There is not such a function, but you can
1) find contours
2) Find contours area
3) filter all external contours with area less then threshhold
4) Create new black image
5) Draw left contours on it
6) Mask it with a original image
I had the same problem and came up with a function that uses connectedComponentsWithStats():
def bwareaopen(img, min_size, connectivity=8):
"""Remove small objects from binary image (approximation of
bwareaopen in Matlab for 2D images).
Args:
img: a binary image (dtype=uint8) to remove small objects from
min_size: minimum size (in pixels) for an object to remain in the image
connectivity: Pixel connectivity; either 4 (connected via edges) or 8 (connected via edges and corners).
Returns:
the binary image with small objects removed
"""
# Find all connected components (called here "labels")
num_labels, labels, stats, centroids = cv2.connectedComponentsWithStats(
img, connectivity=connectivity)
# check size of all connected components (area in pixels)
for i in range(num_labels):
label_size = stats[i, cv2.CC_STAT_AREA]
# remove connected components smaller than min_size
if label_size < min_size:
img[labels == i] = 0
return img
For clarification regarding connectedComponentsWithStats(), see:
How to remove small connected objects using OpenCV
https://www.programcreek.com/python/example/89340/cv2.connectedComponentsWithStats
https://python.hotexamples.com/de/examples/cv2/-/connectedComponentsWithStats/python-connectedcomponentswithstats-function-examples.html
The closest OpenCV solution to your question is the morphological closing or opening.
Say you have white regions in your image that you need to remove. You can use morphological opening. Opening is erosion + dilation, in that order. Erosion is when the white regions in your image are shrunk. Dilation is (the opposite) where white regions in your image are enlarged. When you perform an opening operation, your small white region is eroded until it vanishes. Larger white features will not vanish but will be eroded from the boundary. The subsequent dilation step restores their original size. However, since the small element(s) vanished during the erosion step, they will not appear in the final image after dilation.
For example consider this image where we want to remove the small white regions but retain the 3 large white ellipses. Running the following code removes the white regions and displays the clean image
import cv2
im = cv2.imread('sample.png')
clean = cv2.morphologyEx(im, cv2.MORPH_OPEN, np.ones((10, 10)))

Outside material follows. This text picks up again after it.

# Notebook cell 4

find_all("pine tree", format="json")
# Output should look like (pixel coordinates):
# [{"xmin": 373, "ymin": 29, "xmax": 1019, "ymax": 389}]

cv2.imshwo("Clean image", clean)
The clean image output would be like this.
The command above uses a square block of size 10 as the kernel. You can modify this to suit your requirement. You can even generate a more advanced kernel using the function getStructuringElement().
Note that if your image is inverted, i.e., with black noise on a white background, you simply need to use the morphological closing operation (cv2.MORPH_CLOSE method) instead of opening. This reverses the order of operation - first the image is eroded and then dilated.